ドラゴンで駄目なら、人間の俺に素質があるはずがないだろ?」

「覚えていないのか? お前は私の血を受け入れた。ドラゴンの血は適合する者が飲めば全てを癒やす薬になるが、適合しない者が飲めば猛毒になる。特にドラゴン以外の種族が飲めば、一瞬にして死を招くほどだ」


 レンとしては笑えない話だ。


「お前は死ぬかも知れないと分かった上で、俺に血を飲ませたと言うことか?」

「何れにしても死にかけていた。問題はないはずだ。本当に適合するとは思わなかったがな」


 グラゼルの口元がニヤリと歪んだ。

 悪い笑みだ。


(恩竜と言ったのは前言撤回だ。こいつ俺が死んでもいいと思って血を飲ませたな。結果的に助けられたが、感謝するのはもう止めよう……)

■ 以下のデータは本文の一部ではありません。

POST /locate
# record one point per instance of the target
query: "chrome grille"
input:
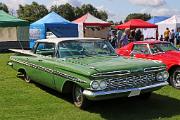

「一つ聞きたい。竜王になれば山を下りることが出来るのか?」

「愚問だな。お前はこの私の適合者だ。私の力の全てを余すこと無く与えることが出来る。山が邪魔なら吹き飛ばせばよいだけの話だ。もっとも、お前の体に私の力が馴染むまで、どれ程の時間を要するのか見当もつかんがな」


 笑い声を上げるグラゼルにレンは溜息を漏らす。

 グラゼルが凄い力を持っているのは何となく理解できた。山を吹き飛ばすと言っている時点でもう化け物だ。

 

「高らかに笑っているところ悪いんだが、力が馴染むのに時間が掛かるなら、直ぐに山から出られないだろ?」

「心配するな。私の従者がどうにかしてくれる。お前は命令すればよいだけの話だ」

「まぁ、それなら……」


 レンの当面の目的はこの劣悪な環境からの脱出にある。

 従者がどのような存在か分からないが、助けてくれるのであれば何でもよかった。下山後の生活については助かった後に考えればよいのだ。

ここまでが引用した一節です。